Entertainment

CUT OFF THE TALES

THOSE other Adam Sandler comedies? Turns out they were the grown-up efforts.

“Bedtime Stories,” Sandler’s bizarrely clunky kiddie flick, is a sort of upside-down “Princess Bride.” This time the fantastic fairy tales told to a little boy and girl are only about one-tenth of the movie. The rest deal with the dreary life of their storyteller, Uncle Skeeter (Sandler), “a gum-scraping handyman” who dreams of running the hotel once owned by his father (Jonathan Pryce).

Bankrupt, the old man sold out to a germophobic entrepreneur (Richard Griffiths) who leaves management duties to the suck-up boyfriend (Guy Pearce) of his socialite daughter (Teresa Palmer). Skeeter commiserates with a waiter (Russell Brand) who has little to do except fall asleep and wake up screaming every few minutes. (What’s with all these Brits and Australians in a film set in LA? Did Sandler offer to pay in lager?)
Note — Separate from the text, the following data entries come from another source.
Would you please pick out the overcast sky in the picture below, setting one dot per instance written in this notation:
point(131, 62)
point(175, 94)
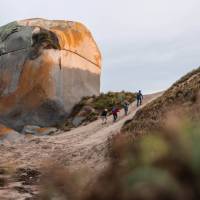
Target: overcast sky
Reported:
point(146, 44)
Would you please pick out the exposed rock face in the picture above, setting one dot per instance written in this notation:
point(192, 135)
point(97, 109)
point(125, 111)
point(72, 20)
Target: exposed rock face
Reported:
point(8, 135)
point(46, 67)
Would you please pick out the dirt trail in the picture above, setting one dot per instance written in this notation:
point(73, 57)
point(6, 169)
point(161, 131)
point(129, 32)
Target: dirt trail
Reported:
point(82, 147)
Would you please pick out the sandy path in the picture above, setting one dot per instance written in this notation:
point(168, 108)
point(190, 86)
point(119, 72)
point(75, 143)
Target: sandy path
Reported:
point(82, 147)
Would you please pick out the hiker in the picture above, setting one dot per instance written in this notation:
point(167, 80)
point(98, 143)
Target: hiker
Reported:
point(104, 116)
point(114, 112)
point(139, 97)
point(125, 106)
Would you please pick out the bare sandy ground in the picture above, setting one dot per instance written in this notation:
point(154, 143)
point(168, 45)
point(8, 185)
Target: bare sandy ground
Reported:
point(80, 148)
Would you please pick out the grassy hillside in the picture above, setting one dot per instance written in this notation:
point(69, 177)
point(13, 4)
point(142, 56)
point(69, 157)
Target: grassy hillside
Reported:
point(180, 97)
point(89, 108)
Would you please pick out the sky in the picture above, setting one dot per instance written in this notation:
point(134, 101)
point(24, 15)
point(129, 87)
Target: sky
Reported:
point(145, 44)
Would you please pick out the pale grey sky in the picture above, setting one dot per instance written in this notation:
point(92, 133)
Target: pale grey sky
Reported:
point(146, 44)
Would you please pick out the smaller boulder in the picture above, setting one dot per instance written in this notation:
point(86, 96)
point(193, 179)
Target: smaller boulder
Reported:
point(39, 131)
point(8, 135)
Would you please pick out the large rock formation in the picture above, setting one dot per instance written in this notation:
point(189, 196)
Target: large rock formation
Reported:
point(46, 67)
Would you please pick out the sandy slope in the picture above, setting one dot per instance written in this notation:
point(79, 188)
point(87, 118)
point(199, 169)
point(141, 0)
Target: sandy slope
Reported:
point(83, 148)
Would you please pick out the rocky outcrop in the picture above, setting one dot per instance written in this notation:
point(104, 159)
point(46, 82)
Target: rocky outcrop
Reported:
point(8, 135)
point(46, 67)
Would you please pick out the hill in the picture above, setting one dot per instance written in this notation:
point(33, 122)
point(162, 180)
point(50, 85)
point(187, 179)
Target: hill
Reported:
point(181, 97)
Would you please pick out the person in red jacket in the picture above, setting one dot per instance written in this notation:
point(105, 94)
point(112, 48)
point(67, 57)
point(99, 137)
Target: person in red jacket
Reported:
point(114, 113)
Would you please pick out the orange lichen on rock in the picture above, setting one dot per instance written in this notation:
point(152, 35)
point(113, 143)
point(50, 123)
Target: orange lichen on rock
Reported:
point(72, 36)
point(46, 67)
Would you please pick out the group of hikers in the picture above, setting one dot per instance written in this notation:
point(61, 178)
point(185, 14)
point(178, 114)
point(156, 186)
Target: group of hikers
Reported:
point(125, 106)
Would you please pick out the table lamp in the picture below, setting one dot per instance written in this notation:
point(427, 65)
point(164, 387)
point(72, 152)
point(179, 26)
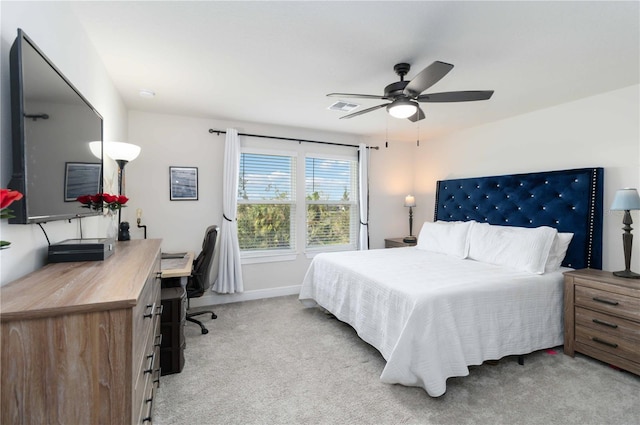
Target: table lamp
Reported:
point(626, 199)
point(410, 201)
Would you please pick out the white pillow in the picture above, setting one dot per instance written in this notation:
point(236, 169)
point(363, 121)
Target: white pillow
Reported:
point(446, 237)
point(520, 248)
point(558, 251)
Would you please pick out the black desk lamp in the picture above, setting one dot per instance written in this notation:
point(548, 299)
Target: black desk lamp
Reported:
point(626, 199)
point(410, 201)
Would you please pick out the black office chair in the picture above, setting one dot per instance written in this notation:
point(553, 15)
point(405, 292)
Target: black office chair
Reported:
point(204, 270)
Skeeter’s laid-off sister (Courteney Cox) asks him to take care of her two kids, whose teacher/baby sitter (Keri Russell) is a Prius-driving priss who turns up her nose at Skeeter’s rumbling pickup truck.

All of these “real-life” characters pop up in costume in the silly tales Skeeter spins for the kids. The stories (they’re about a cowboy, knight, chariot racer and space cowboy) last only a couple of minutes each, and none of them goes anywhere as the kids toss in non sequiturs such as “and then he got kicked by a dwarf” or “then he found a fat, hairy guy unconscious on the beach.”
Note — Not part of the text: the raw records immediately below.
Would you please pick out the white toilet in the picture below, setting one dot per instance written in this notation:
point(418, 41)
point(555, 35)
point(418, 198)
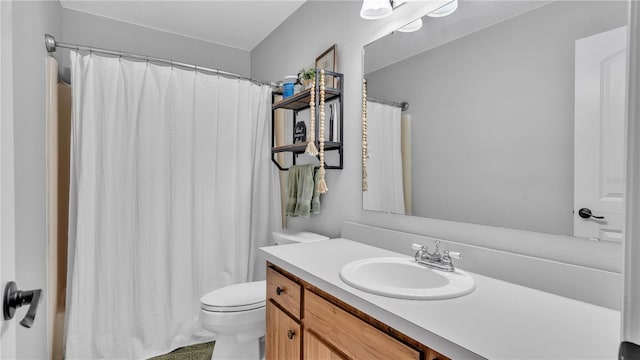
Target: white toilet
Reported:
point(236, 313)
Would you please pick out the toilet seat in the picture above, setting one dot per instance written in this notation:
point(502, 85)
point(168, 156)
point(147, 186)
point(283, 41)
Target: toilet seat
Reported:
point(235, 298)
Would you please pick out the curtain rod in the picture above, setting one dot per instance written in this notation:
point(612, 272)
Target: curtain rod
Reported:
point(51, 44)
point(404, 106)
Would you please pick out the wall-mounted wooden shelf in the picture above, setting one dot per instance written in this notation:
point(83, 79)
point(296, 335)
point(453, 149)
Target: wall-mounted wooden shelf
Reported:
point(300, 102)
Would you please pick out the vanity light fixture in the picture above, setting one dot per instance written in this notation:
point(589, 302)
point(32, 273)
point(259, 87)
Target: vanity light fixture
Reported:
point(445, 10)
point(375, 9)
point(412, 26)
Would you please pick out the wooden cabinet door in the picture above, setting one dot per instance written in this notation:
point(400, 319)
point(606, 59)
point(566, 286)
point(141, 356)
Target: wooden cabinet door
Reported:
point(352, 336)
point(282, 340)
point(315, 349)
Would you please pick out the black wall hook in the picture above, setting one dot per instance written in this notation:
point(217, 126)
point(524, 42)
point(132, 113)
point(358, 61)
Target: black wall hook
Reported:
point(14, 298)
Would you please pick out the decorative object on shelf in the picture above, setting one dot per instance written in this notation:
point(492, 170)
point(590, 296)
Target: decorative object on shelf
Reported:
point(327, 61)
point(307, 77)
point(311, 147)
point(299, 132)
point(287, 86)
point(322, 185)
point(365, 155)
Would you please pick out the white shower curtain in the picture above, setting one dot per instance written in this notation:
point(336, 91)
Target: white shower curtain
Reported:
point(384, 166)
point(172, 192)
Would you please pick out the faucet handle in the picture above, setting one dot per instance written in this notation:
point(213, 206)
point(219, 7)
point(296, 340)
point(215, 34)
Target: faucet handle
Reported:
point(453, 254)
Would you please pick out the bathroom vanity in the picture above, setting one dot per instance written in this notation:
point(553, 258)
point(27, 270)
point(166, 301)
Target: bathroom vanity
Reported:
point(306, 322)
point(313, 314)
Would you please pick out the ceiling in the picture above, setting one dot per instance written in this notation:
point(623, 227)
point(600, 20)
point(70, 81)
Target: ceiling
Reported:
point(241, 24)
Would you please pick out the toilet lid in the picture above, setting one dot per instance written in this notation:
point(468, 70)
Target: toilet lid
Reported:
point(237, 297)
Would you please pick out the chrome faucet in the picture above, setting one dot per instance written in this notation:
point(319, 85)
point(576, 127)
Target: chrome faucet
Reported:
point(435, 260)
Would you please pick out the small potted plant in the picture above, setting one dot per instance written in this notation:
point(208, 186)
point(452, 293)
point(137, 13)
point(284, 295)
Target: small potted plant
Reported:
point(307, 77)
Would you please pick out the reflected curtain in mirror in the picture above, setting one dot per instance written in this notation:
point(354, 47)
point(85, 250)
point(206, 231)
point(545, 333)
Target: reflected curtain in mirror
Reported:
point(384, 165)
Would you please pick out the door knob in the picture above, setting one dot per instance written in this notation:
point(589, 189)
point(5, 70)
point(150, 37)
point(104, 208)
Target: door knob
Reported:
point(14, 298)
point(586, 214)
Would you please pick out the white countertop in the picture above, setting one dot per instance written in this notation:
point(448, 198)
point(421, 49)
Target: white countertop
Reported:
point(498, 320)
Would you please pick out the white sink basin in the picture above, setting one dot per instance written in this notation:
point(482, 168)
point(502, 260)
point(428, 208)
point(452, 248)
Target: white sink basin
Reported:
point(405, 279)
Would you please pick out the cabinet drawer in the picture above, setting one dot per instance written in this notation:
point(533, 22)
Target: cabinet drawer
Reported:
point(284, 291)
point(282, 340)
point(357, 339)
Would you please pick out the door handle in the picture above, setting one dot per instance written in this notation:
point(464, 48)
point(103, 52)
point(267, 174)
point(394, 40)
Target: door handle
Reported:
point(586, 214)
point(14, 298)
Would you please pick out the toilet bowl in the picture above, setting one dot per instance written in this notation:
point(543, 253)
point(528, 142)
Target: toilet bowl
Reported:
point(236, 313)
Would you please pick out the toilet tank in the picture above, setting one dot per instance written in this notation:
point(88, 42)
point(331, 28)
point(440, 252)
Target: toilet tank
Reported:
point(282, 238)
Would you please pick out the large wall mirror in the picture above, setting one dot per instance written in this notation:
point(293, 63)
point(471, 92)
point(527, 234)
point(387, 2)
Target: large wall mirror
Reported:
point(515, 117)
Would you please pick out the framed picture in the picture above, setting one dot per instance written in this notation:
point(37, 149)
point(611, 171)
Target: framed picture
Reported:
point(327, 61)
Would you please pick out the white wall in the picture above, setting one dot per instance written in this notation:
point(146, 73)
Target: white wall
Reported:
point(91, 30)
point(295, 44)
point(30, 21)
point(493, 118)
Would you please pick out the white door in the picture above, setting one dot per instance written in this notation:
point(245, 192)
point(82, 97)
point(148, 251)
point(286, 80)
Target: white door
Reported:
point(7, 243)
point(600, 93)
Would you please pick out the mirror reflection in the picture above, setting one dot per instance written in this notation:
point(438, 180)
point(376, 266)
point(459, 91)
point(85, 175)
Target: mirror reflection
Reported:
point(515, 117)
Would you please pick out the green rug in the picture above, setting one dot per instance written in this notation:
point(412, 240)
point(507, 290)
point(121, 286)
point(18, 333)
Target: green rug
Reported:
point(193, 352)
The fantasy sequences offer little in the way of laughs or thrills, relying on cut-rate special effects and random instances of goofiness – one of which, the

slime-spewing “booger monster” in a “Star Wars” spoof, will probably be dubbed the scene of the year by 5-year-olds.

It takes until halfway through this pokey movie for the point of anything to kick in: The story elements contributed by the kids al- ways come true in Skeeter’s real life.
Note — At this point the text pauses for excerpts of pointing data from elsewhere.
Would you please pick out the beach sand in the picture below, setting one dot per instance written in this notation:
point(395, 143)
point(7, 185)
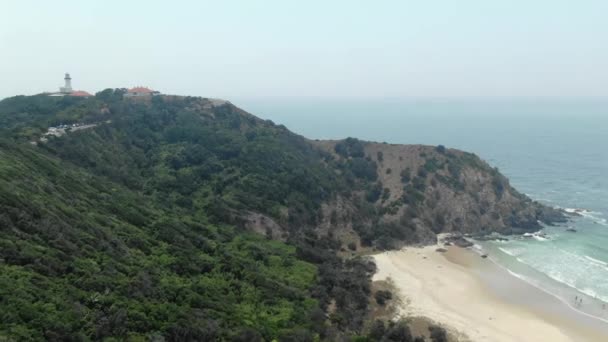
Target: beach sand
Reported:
point(478, 300)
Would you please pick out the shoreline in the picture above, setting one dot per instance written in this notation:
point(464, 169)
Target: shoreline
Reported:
point(479, 299)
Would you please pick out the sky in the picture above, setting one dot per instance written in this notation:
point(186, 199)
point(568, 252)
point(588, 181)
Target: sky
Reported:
point(331, 49)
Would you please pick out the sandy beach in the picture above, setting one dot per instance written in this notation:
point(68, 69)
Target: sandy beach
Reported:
point(452, 289)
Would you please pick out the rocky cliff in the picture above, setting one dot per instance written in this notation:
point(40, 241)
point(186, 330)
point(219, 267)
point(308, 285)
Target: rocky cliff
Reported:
point(420, 191)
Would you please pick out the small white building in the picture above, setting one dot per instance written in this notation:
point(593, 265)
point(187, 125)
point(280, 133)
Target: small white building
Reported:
point(67, 88)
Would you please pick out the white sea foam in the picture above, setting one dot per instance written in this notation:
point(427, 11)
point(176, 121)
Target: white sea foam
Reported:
point(588, 214)
point(564, 301)
point(596, 261)
point(512, 252)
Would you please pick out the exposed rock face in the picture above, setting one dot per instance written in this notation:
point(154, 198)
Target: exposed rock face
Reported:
point(429, 190)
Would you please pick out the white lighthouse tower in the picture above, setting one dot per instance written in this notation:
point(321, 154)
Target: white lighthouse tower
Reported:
point(67, 88)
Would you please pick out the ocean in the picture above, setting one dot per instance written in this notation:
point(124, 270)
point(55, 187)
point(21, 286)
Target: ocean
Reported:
point(553, 150)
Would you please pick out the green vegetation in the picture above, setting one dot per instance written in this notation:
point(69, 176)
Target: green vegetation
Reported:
point(133, 229)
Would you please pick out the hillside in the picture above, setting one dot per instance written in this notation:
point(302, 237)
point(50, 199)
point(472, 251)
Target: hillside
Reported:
point(189, 219)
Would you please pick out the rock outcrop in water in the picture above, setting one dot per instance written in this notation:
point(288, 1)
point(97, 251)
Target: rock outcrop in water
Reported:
point(142, 226)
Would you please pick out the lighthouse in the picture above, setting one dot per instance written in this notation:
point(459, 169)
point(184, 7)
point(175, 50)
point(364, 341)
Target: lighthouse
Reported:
point(67, 88)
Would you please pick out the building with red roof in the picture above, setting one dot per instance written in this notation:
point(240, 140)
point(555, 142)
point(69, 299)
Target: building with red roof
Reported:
point(141, 92)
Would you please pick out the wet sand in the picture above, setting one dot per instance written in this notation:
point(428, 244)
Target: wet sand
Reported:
point(478, 299)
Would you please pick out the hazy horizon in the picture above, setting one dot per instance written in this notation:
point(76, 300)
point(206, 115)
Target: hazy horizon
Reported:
point(280, 49)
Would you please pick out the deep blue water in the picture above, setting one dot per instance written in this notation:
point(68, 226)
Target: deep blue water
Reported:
point(555, 151)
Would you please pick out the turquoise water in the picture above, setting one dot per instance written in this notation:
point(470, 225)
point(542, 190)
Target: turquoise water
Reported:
point(555, 151)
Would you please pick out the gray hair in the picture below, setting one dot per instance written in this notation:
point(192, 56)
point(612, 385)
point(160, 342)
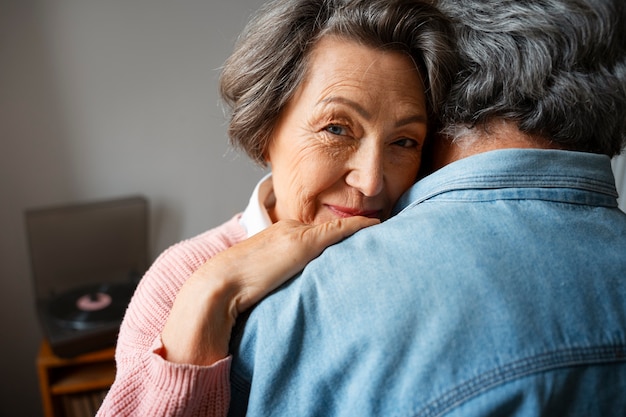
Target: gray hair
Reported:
point(555, 67)
point(270, 59)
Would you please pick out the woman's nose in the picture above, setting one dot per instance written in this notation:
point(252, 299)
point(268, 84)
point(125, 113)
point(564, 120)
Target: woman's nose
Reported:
point(366, 170)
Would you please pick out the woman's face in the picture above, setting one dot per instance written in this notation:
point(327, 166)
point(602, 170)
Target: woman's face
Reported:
point(349, 142)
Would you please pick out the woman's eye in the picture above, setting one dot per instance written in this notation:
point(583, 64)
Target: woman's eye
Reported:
point(406, 143)
point(336, 130)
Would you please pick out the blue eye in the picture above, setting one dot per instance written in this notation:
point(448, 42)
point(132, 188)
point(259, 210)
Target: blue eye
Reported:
point(336, 130)
point(406, 143)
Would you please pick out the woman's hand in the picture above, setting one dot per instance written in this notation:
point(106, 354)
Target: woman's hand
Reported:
point(200, 322)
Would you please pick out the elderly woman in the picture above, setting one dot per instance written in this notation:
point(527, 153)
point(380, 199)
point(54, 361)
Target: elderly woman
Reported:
point(337, 97)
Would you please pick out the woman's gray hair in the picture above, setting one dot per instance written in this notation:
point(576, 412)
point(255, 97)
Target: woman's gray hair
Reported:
point(556, 67)
point(270, 59)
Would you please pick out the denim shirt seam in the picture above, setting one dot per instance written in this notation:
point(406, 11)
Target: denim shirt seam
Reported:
point(550, 361)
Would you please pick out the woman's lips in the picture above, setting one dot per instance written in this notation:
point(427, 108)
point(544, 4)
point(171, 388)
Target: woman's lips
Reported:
point(350, 212)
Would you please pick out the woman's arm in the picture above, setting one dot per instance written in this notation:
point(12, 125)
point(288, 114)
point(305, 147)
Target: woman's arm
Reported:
point(196, 289)
point(198, 329)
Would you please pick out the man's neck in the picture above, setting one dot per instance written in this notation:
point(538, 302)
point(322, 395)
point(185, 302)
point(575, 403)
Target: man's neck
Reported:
point(502, 135)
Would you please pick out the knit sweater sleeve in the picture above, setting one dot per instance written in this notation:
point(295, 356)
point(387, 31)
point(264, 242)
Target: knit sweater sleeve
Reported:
point(145, 383)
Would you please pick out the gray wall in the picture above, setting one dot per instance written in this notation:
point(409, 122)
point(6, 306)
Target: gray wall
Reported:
point(101, 99)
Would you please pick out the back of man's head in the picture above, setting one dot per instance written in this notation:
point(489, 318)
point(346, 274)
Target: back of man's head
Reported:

If they say all the girls who were mean to him in high school are going to dance the hokey-pokey around him, then that’s exactly what happens the next time he walks into a bar, pointless though it may be.

Skeeter is hoping the kids will come up with a story that will lead to him winning a contest involving pitching ideas for a theme hotel. Unfortunately for him, in the last story he told the kids, they had his character get “incineratated.”

You could do a lot with the format, particularly the idea of the wackiest parts of the stories coming true in unexpected ways. Instead, they come true in the most insipid, unimaginative ways. If Abraham Lincoln is supposed to show up in Skeeter’s life, then someone drops a penny near him. Exciting.

Skeeter’s “real life” antics involve him screeching his lines at glass-breaking pitch, throwing french fries at his waiter friend (Sandler and Brand make a weirdly mismatched comedy team), singing “Rock Me Amadeus” in his truck or getting his wallet stolen (by Rob Schneider, who seems to have no other employment these days besides being Sandler’s cameo guy).

When Sandler wails “for

freeeeee!” in an attempt to get laughs, you’ll long for the relative genius of “Click.”

Director Adam Shankman misses no opportunity to cut to the kids’ pet, a moony-eyed gerbil that eats s’mores, possibly because the rodent gives the best performance in the movie.

BEDTIME STORIES

You’ll fight to keep your eyes open.

Running time: 95 minutes. Rated PG (mildly crude humor). At the Lincoln Square, the Orpheum, the E-Walk, others.